Upon meeting at the airport, it took only a few minutes for us to decide that we needed to participate in one of our favorite teenage pastimes, and go shopping. As we headed to dinner, we stopped at a store and bought an outfit for me. With her advising me about what to buy, I felt that I had returned to my life before I needed to learn how to live on a graduate student stipend.
And then we met my other friend, who dropped by after a day at her successful law practice. She had been voted “most likely to succeed” and had lived up to every ounce of that prediction. Which was much more exciting than my “easiest to rattle.”
Conversation with my friends quickly evolved into discussion about classmates and families. They had attended class reunions that I had missed, and were more connected with classmates, thanks to being on Facebook, so they had more information than I had. And so, I mostly listened to what they had to say, with little new information to share that was not from my own life.

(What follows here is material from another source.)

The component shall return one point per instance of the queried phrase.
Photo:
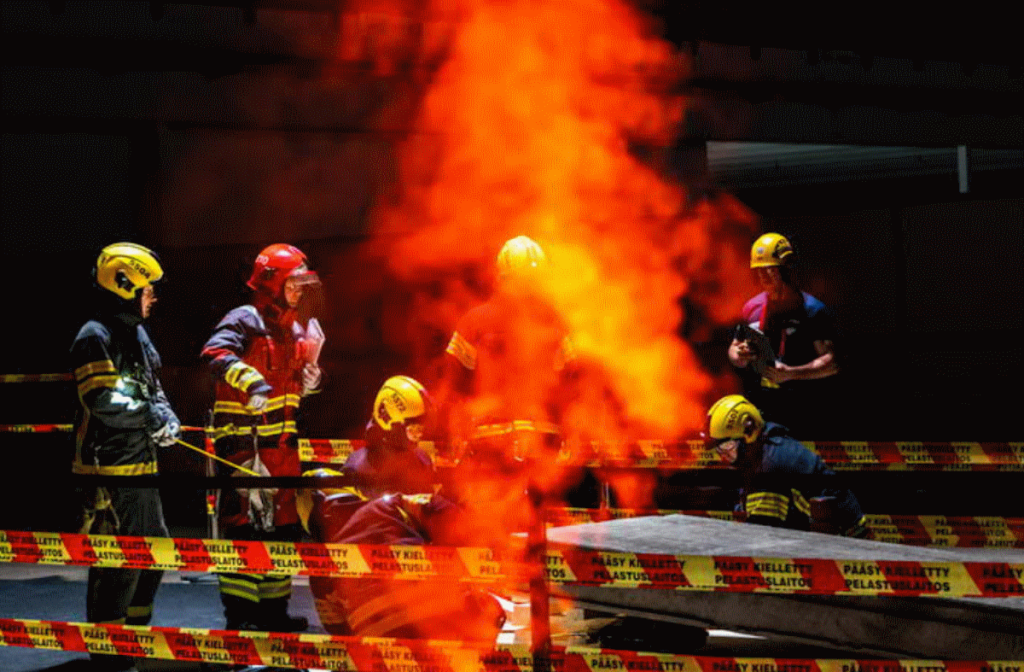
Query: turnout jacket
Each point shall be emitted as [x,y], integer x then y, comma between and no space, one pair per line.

I listened to what they told me, and heard stories of children raised and degrees earned and career success and of love found, sometimes in unexpected places. I heard that our rather small high school class had dispersed across the country, although some had remained in my home town. Life had treated many of my former classmates well, although I suspected there were probably stories of struggle behind the simple facts that they had to share.
Erma Bombeck said that “after sixty, it is patch, patch, patch,” and so, while not yet sixty, such a reunion was sure to include discussions of battles life has sent us. There were chronic illnesses, broken bones and conversations about “what medicine do you take for that?” However, I was not expecting to hear of classmates who had died, which, alas, I did. When the name of one was mentioned, it brought back memories of playing together as young children. Although I had not seen that classmate since the last reunion I attended, hearing of her death left me with a deep sense of loss that her unique life was no longer blessing this planet. My friends told me that many of my classmates had walked with her on her final journey, thanks to social media. I was glad that she had not been alone in her battle, and recalled similar support my own sister had received from friends throughout her struggle.
Saying good-bye to my friends was difficult, but I had to leave them in a wonderfully warm part of the country, as I returned to the Snow Belt, where my job waited for me.
So, readers, have your academic travels taken you far from friends from the past, and how do you stay in touch?